Another new technology that can reduce the time it takes to get new varieties to farmers is speed breeding. The clue is in the name, but, as Lee Hickey of the Queensland Alliance for Agriculture and Food Innovation described, this revolutionary approach can be used to accelerate plants’ development and achieve up to six generations of wheat per year, compared to one or two generations under traditional or shuttle breeding systems. This duration could be reduced even further if speed breeding is combined with other technologies such as CRISPR. Further work needs to be done to reduce the costs of the large investments in infrastructure required, and several labs around the world are exploring this approach.
The one and only @DrHikov showing speed breeding innovation, “we’re nice to the plants, we give them two hours to recover” @globalrust @AmyWatsAg @sreyag_ @BrandeWulff #BGRI2018 https://t.co/BbZxjj6RBf pic.twitter.com/dV6vtbTlF2
— Cristobal Uauy (@CristobalUauy) April 16, 2018
Still, no matter how advanced the technology we are using, at the end of the day, it’s about getting varieties into farmers’ fields. Zerihun Tadesse of the Ethiopian Institute of Agricultural Research highlighted the importance of this in Ethiopia, where demand for wheat is rapidly increasing, but where they have had big problems with recurrent rust epidemics. Through fast-track testing and release, accelerated seed multiplication, and scaling-up new technologies, they are working to replace susceptible varieties in farmers’ fields. As Braun said: “it’s not just about the breeding.” Promotion, collaboration, the involvement of the national seed system, and initiatives such as Nepal’s Seed Village Model play an important role in moving varieties from release to farmers’ fields.

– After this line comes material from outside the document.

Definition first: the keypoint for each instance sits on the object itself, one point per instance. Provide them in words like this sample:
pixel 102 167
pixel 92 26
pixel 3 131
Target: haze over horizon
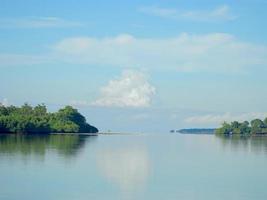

There are so many stories of successes, impacts, and tricky problems that the dedicated people in this room and elsewhere continue trying to solve, I was surprised at how many people said “we don’t know!” in regard to an aspect of their research. But this is exciting, because everyone talked about their progress and the questions that this process of investigation and discovery inevitably raises. And almost everyone had some future strategy as to how they intend to find the answers to these questions.
As Les Szabo of the USDA-ARS said so eloquently: “Pgt is a shifty animal!” The work of solving the issues of rust and increasing genetic gains is not done yet.
Adapted from remarks delivered by Emma Quilligan, student at the Cornell Institute for Public Affairs, at the conclusion of the 2018 BGRI Technical Workshop in Marrakech, Morocco, April 14-17. Many thanks for her fine work.